Growlers, Greenland and the New World: CASTELLA sails the Viking Route

Following our Swiss owners Marianne and Markus on their Allures 51.9

The scientific community has widely accepted that it wasn’t Christopher Columbus who discovered the American continent, but a group of Icelandic Vikings about half a century earlier. A man named Leif Eriksson arrived around the year 1000 in the “New World”, following his father’s footsteps who had already begun settling in Greenland. Even though the Vikings’ American settlements didn’t last longer than a few years, the notion of the fearless Norsemen crossing the stormy, ice-laden Northern Ocean in their square-rigged longships still fascinates us. The “Viking Route” has become a must-do for adventurous sailors who are drawn to the Arctic. Such as Marianne and Markus.

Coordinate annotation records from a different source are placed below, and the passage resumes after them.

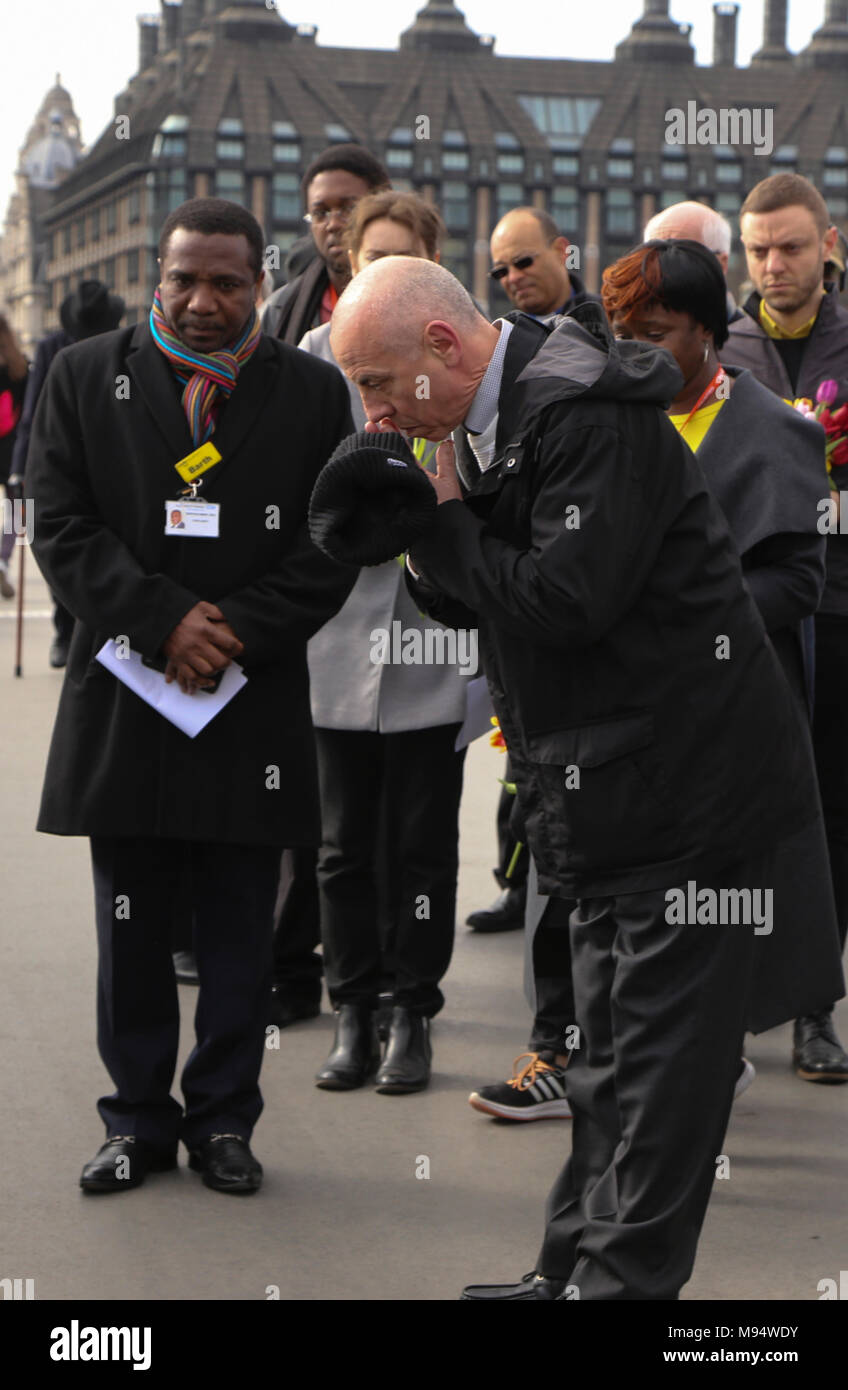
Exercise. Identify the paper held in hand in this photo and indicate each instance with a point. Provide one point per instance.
(191, 713)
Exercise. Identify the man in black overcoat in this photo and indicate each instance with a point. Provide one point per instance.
(654, 740)
(116, 417)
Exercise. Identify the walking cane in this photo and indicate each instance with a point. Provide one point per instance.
(20, 633)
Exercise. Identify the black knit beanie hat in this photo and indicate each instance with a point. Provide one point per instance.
(370, 501)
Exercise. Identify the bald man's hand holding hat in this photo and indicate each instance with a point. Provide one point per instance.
(371, 499)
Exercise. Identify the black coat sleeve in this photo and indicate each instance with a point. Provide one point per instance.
(786, 577)
(89, 569)
(572, 584)
(306, 588)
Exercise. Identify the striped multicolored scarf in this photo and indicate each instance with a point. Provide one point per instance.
(203, 374)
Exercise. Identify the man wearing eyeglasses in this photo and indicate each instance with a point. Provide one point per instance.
(332, 185)
(528, 256)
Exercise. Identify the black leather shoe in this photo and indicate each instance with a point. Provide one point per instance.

The “Viking Route” has become a must-do for adventurous sailors who are drawn to the Arctic. Such as Marianne and Markus.

Marianne and Markus at the helm of CASTELLA, the first Allures 51.9

The right boat for a trip to Greenland: Meet CASTELLA, an Allures 51.9

Back in 2019, the experienced sailing couple signed the contract for the first of the new Allures 51.9 yachts.

“An aluminum hull, variable draft and of course insulation and heating were basic necessities to sail that far north,” Markus insists. “Our decision for Allures was also driven by their spotless track record in making the benchmark for exploration yachts worldwide.” 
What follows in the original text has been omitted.